Die große Flucht aus New York City
Viele Einwohner verlassen die US-Metropole, Corona hat der Stadt stark zugesetzt. Der Immobilienmarkt in den Vororten boomt, Makler kommen mit der Arbeit nicht nach: »So etwas habe ich noch nie erlebt.«
Was für Wien der Speckgürtel, ist für New York City der noble Vorstadtbezirk Westchester. Hier, etwa eine halbe Stunde nördlich der Metropole, arbeitet Sally Berlin als Immobilienmaklerin. Seit 25 Jahren ist sie im Geschäft, hat viele wohlhabende New Yorker kommen und gehen sehen. Sehr häufig, so das Klischee, an dem durchaus was dran ist, definiert sich der amerikanische Traum in etwa so: Von Anfang 20 bis Mitte 30 für die Karriere in die Großstadt. Dann mit der Familie und den Kindern in die Vorstadt in ein großes Haus mit Garten. Zur Pension, wenn die Kinder aus dem Haus sind, geht es dann wieder in eine Wohnung in der Stadt oder ein Strandhäuschen entlang der Ostküste.

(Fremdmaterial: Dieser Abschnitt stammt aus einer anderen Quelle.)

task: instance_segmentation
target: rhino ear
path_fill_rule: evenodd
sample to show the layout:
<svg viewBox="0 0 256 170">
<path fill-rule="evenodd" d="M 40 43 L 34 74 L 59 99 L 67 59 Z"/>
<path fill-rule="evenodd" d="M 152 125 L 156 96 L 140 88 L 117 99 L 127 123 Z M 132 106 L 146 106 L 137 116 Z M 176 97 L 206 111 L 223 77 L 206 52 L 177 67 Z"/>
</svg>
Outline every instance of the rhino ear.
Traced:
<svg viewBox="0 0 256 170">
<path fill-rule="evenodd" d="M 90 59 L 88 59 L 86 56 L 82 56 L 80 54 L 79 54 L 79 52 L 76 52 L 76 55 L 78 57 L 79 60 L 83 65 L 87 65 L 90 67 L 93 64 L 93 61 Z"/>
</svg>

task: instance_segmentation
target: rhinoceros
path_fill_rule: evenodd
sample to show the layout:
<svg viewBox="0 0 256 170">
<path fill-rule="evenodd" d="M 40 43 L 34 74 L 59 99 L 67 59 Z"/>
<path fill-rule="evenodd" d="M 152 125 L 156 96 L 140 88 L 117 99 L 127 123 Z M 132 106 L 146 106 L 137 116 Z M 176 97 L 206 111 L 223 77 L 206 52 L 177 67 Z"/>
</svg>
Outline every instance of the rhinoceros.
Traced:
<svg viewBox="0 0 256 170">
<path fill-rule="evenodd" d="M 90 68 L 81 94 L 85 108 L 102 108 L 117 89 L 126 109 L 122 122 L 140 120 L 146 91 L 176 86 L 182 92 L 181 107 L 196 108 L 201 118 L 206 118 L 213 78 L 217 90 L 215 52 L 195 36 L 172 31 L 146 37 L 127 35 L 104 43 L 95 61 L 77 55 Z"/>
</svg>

So war das, bevor das Coronavirus mit den USA die weltgrößte Volkswirtschaft und mit ihr das globale Finanzzentrum in New York mit voller Wucht erfasst hat. Nun ist alles anders. Das Klischee muss zumindest vorübergehend neu definiert werden. Es lautet: Ob jung oder alt, steinreich oder Mittelschicht, einfach nur raus aus New York City, koste es, was es wolle. Der Immobilienmarkt im Big Apple hat sich auf Talfahrt begeben, während jener in den Vorstädten boomt – wie auch hier in Westchester. „Mein Telefon läutet im Minutentakt, ständig rufen mich Leute aus der City an und wollen wissen, welche Häuser neu auf dem Markt sind“, erklärt Berlin. „So etwas habe ich in den vielen Jahren noch nie erlebt.“
Schon vor Ausbruch der Pandemie ließ es sich nicht schlecht aushalten in dem etwa eine Million Einwohner zählenden County Westchester. Die Schulen zählen zu den besten im ganzen Land. Was für viele Stadtmenschen in den USA undenkbar ist – nämlich die Kinder in eine öffentliche Schule zu schicken –, ist hier die Norm. Wer in Manhattan 50.000 Dollar pro Jahr und Kind für eine der Eliteschulen hinblättert, mag spätestens seit Corona und der Tortur des monatelangen Unterrichts von zu Hause schon einmal mit dem Gedanken eines Umzugs in die Vorstadt spielen. Scarsdale, per Zug 30 Minuten von Manhattan entfernt, verfügt beispielsweise über Schulen, die in den nationalen Rankings stets ganz vorn zu finden sind. Zur praktischen Verkehrsanbindung kommen die Golfplätze, die nicht überlaufenen öffentlichen Parks, die sauberen Schwimmbäder – alles Dinge, von denen in New York City nur geträumt werden kann.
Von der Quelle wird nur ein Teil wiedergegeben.